“得讯当时,就立刻遣人赶去汉中,通报明公;同时,髦等於当天亦求见太后,委婉试太后之意,听太后的口风,她对明公是极其信任的。
“但是明公,虽然如此,氾公居录三府事,朝中诸政,悉决於其手,权力实重,月前,新领西海郡军事的故西域长史索恭,上书朝中,言柔然或会於冬时入掠郡内,希望朝廷可以给他增些兵马,氾公阻之;又其子氾丹,掌考功曹,这两个月,明公远在汉中,氾公趁此机会,与氾丹两个,父子联手,擢迁了他家的故吏、亲友十余人,分据朝中要津,……以髦观之,氾公的这些举动,都明显是在针对明公。
“昨天在城外,明公说既然氾公患病,那就让他养病,髦愚见,此措应当即行!”
莘迩点了点头,说道:“今天祭祀宗庙、献俘城上,这么大的事,氾公都没出席,看来他确是病得不轻啊。
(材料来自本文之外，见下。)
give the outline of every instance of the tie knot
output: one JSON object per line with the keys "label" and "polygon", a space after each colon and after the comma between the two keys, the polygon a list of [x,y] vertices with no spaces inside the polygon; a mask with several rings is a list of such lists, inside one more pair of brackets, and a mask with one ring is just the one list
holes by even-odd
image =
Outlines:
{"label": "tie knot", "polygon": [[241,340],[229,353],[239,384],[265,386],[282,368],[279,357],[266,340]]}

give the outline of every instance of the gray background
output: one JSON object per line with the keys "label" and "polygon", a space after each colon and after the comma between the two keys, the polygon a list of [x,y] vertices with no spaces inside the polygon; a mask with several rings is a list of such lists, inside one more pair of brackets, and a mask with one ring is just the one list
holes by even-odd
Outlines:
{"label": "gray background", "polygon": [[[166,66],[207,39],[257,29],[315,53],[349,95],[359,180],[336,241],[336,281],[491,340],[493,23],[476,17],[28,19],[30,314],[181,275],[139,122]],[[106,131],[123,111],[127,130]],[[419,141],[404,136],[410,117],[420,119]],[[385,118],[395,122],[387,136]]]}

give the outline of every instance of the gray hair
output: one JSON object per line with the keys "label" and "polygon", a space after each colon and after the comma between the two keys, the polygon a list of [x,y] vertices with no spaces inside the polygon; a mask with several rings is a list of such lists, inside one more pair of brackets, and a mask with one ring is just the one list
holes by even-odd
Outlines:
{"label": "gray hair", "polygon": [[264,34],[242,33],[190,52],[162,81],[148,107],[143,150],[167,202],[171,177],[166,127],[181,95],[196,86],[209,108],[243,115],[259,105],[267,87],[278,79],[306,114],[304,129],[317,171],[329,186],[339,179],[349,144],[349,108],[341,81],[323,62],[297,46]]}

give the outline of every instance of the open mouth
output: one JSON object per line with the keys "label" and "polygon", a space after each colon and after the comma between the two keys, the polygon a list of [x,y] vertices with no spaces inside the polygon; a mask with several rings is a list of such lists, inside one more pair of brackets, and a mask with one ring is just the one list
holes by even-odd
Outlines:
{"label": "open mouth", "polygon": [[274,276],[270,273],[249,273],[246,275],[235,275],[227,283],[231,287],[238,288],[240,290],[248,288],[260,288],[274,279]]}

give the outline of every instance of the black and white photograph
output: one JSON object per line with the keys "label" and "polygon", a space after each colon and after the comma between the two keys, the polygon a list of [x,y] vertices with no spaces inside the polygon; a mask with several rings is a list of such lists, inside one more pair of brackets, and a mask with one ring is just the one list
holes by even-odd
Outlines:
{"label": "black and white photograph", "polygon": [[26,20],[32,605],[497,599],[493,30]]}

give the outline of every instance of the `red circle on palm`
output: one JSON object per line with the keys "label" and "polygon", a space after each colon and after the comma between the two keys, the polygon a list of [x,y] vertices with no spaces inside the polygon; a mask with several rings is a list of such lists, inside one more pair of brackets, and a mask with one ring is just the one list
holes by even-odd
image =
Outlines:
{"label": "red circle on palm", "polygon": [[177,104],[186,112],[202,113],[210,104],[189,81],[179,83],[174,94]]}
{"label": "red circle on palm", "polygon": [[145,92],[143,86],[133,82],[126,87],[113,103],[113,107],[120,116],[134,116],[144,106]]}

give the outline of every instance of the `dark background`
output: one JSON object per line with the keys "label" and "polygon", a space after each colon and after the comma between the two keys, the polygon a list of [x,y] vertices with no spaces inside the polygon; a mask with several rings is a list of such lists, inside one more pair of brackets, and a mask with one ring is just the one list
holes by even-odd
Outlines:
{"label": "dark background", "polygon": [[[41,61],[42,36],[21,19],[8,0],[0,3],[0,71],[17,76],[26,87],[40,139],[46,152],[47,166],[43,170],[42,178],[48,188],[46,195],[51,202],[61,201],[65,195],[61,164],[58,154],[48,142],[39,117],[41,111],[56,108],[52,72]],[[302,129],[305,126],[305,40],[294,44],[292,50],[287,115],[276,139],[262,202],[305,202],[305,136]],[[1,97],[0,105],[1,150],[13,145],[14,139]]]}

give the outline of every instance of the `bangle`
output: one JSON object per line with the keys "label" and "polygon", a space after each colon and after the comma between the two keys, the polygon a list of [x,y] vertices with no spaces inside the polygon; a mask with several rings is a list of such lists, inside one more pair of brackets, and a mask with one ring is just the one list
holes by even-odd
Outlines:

氾公是我朝之干城,身系士望,万不可因操劳国事,而致其身体有失,这样吧,士道,明晚太后将宴会百官,且待宴后,你后天就上书,请氾公好好地在家休养休养!”
羊髦应道:“是。”问道,“氾丹呢?”
莘迩笑道:“昨日我见氾朱石,他可谓精神旺盛,又没有病!怎么?还能把他也免了不成?”
“朱石”,是氾丹的字。“丹”的一个意思是红,一个意思是石之精。朱者,红也,石与石之精相应,所以氾宽给他起了这么个字。昨天莘迩呼的“阿恭”,是氾丹的小名。氾丹的性子与他的小名不太像,与他的字倒是挺像,高傲刚强,如似坚石严棱。
“是。明公说的是。氾家到底是我朝阀族,不好将其父子一道贬抑。”
“岂止不可贬抑!我刚才不是说了么?氾朱石精神健旺,对他,我还要另有举荐,大用之!”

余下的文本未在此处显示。